Running the Japan Operation.
Running your own business is challenging anywhere, but Japan adds a bit of a spice to the broth. Unlike Western countries where salespeople are prepared to work on a one hundred percent commission basis very few Japanese staff are attracted by that option. Again, this opportunity to move wage costs away from fixed to variable is less available here. This means there must be a base salary plus bonus or commission arrangement, and the base will be relatively high, especially if you are a foreign operation as you need to attract potential employees. Of course, if you are a prestigious mega corporation encapsulated by a powerful brand, this attracting staff challenge may not be such an issue. If you're a small, medium enterprise, an SME, then attracting people becomes more competitive.
If your team needs to speak some English, some reasonable level of English, then the wage bill goes up immediately. There is also a limited supply of Japanese who want to work in an international environment and that number is declining rapidly as less and less young people go overseas to study.
We are currently in the midst of a real turning point regarding the internationalization of the younger generation. The young don't want to learn English and they don't want to live overseas because everything is so wonderful here in Japan, and it's safe. In the future, they are going to become almost impossible to hire for SMEs, as we are simply outbid by bigger companies.
Marketing in Japan, especially in Tokyo is a remorseless pit into which you have to throw lots of money.
Cold as opposed to warm approaches are also tricky. Sending a direct mail piece to someone unknown goes straight in the bin. Any email from a nonentity simply gets deleted unread.
You can cold call here, but you really need to know the person's name. If you don't, you will usually get blocked at the entry point. You are promised that your message will get passed on and a return call offered, if they are uninterested. You will never hear back from them.
There is always the issue of what you're offering, may work overseas, but it won't work here. If you bring global statistics, then there had better be a Japanese component of the survey, or the whole thing is just dismissed as irrelevant.

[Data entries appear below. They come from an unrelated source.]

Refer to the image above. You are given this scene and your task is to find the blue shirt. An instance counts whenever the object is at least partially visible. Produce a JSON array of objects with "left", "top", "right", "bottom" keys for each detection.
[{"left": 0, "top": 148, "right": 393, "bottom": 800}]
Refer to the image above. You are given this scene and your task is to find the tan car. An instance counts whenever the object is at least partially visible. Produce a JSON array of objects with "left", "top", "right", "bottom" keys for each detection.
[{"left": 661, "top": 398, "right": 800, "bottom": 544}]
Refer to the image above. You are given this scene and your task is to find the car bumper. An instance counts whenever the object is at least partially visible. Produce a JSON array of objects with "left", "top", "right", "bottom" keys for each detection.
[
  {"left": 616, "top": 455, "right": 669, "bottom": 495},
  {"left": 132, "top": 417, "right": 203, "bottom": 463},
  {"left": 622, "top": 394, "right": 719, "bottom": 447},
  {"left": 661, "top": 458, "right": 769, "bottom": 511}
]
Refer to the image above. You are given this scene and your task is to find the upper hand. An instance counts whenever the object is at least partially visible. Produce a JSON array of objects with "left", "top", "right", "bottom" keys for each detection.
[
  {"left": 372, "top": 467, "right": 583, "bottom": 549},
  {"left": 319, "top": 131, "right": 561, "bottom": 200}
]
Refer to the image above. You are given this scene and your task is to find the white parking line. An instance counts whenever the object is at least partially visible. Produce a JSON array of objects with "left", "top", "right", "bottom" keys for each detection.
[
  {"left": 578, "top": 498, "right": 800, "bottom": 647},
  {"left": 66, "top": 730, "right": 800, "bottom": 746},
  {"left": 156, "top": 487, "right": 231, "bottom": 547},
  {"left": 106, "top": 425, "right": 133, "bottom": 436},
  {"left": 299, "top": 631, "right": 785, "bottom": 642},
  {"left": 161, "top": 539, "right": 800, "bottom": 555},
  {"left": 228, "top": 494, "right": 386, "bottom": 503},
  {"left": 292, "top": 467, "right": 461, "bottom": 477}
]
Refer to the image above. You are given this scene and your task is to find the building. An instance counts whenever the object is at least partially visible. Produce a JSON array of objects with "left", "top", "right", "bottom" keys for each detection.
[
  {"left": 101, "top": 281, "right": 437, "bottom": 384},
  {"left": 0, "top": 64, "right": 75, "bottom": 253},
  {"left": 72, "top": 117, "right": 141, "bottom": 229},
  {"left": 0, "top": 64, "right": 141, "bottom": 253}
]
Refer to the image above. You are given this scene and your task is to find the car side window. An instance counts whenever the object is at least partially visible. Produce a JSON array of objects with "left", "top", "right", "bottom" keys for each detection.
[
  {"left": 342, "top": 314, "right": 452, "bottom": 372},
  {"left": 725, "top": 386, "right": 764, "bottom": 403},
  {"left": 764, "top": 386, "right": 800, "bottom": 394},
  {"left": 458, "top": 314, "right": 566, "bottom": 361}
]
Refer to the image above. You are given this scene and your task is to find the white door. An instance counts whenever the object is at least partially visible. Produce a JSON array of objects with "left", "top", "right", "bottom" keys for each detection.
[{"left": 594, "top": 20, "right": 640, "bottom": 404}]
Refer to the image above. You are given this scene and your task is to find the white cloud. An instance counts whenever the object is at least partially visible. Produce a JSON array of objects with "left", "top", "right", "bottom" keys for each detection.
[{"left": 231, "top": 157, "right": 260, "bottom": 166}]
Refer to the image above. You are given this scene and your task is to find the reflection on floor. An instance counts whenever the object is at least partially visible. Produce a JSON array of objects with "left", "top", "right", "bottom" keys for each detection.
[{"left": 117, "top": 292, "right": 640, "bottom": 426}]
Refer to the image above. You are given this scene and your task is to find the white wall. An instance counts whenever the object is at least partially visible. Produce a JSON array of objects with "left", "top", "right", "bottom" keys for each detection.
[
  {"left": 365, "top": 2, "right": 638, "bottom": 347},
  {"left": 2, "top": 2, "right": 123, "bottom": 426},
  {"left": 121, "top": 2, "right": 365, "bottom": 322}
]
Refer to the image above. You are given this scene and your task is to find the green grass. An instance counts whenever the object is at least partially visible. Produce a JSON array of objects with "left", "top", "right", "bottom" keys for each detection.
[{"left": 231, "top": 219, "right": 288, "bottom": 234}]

That means you have to pay to run the same survey here to show the significance of your findings for the Japanese market.
The good news is that in Japan, you do get paid by clients.
Also Japanese companies prefer the devil they know, so if you supply value, then you can expect repeat business.
Staff are hardworking and diligent. People are honest, neat, polite, and things work here also. There is also fantastic infrastructure. The rule of law applies here, and legal disputes that have to go to court are few and far between.
Japan is still the third largest economy in the world. Many foreign companies have done well here. They have found the formula for success, but few have done that rapidly. Long term planning, patience, grit, and sustainability take on different dimensions here in Japan.
All in all, Japan is a land of opportunity. Progress just comes more slowly here, and with great difficulty. But if you stick it out, then it will come. There are plenty of foreigners who have made a success of their businesses here. Adapt some samurai style grit and keep going.